The Supergrass I Should Coco vinyl is one of those records that belongs in any serious collection of 1990s British guitar music, and this BMG reissue on standard black vinyl makes it straightforwardly accessible again for collectors who missed the original pressing or want a clean, playable copy.
Supergrass and the Album That Started Everything
Supergrass formed in Oxford in 1993 and moved fast. By the time I Should Coco arrived in 1995, the band were barely out of their teens and already operating at a level that most groups never reach. The album debuted at number one in the UK, earned a Mercury Prize nomination, and announced a band with genuine range: the breakneck energy of “Caught by the Fuzz,” the pop-rock swing of “Mansize Rooster,” the loose, sunlit charm of “Alright.” That single alone crossed into mainstream territory without softening the band’s edge, which is harder to pull off than it sounds. Six UK Top 10 albums and ten UK Top 20 singles followed over the course of their career, but this debut is where it all clicked into place. The record holds up because the songs are genuinely well-constructed, not because of the era attached to them.
Supergrass I Should Coco Vinyl: Format and Edition Details
This pressing is released through BMG under catalog number 4215542, presented as a standard black vinyl LP. It comes with a printed inner sleeve, which keeps the package feeling considered rather than bare-bones. BMG has handled a solid run of reissues in recent years, and this one sits comfortably in that catalog. Black vinyl purists will appreciate the no-frills format: the music is the point, and the presentation supports that without overcomplicating it.
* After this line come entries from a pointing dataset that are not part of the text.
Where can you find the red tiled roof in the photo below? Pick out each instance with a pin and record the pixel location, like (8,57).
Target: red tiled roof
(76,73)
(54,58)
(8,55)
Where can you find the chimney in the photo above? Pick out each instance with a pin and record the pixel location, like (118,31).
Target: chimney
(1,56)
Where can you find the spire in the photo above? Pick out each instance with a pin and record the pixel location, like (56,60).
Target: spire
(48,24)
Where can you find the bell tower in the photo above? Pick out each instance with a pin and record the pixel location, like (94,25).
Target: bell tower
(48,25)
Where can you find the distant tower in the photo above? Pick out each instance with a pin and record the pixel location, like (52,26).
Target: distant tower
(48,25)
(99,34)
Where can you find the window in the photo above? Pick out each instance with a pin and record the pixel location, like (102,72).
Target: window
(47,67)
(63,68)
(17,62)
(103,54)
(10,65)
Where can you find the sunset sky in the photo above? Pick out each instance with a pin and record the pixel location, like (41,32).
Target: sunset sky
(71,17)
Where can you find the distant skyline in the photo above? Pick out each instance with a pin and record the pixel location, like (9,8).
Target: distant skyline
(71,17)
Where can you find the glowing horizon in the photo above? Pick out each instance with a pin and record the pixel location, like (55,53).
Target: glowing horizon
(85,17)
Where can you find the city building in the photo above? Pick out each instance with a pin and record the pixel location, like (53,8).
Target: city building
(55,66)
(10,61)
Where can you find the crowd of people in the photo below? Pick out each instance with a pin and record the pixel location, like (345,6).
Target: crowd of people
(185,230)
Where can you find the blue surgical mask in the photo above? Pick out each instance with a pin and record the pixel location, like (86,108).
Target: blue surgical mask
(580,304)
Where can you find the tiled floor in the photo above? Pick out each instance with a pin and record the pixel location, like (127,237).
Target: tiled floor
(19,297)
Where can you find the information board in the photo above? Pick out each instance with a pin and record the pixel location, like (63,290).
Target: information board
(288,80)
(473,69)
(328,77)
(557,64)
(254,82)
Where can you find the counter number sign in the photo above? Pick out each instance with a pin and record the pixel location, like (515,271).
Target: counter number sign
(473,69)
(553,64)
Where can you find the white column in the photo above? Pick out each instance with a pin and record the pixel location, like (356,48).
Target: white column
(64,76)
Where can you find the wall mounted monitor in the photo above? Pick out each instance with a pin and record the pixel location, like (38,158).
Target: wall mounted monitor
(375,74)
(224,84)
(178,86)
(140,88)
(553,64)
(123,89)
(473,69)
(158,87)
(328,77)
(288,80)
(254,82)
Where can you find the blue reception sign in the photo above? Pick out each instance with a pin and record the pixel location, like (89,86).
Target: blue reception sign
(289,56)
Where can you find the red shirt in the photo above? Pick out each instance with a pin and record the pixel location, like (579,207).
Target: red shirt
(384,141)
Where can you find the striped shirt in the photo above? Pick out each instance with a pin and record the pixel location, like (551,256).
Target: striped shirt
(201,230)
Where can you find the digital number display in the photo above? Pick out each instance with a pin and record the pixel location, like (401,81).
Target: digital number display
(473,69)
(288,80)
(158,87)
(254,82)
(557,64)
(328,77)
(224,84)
Why This Copy Deserves a Place in Your Collection
Original UK pressings of I Should Coco have become harder to find in good condition, and when they do surface, the price reflects that. This BMG edition fills the gap practically. It is the right call for a collector who wants the album on wax without chasing down a worn original, or for someone building out a thorough 1990s British rock section who needs this title represented properly. The printed inner sleeve adds a small but meaningful layer of completeness. Supergrass never got the long-term critical reverence that some of their contemporaries accumulated, which makes their catalogue slightly undervalued relative to its actual quality. I Should Coco in particular rewards a fresh listen on vinyl: the production breathes well, and the band’s energy translates.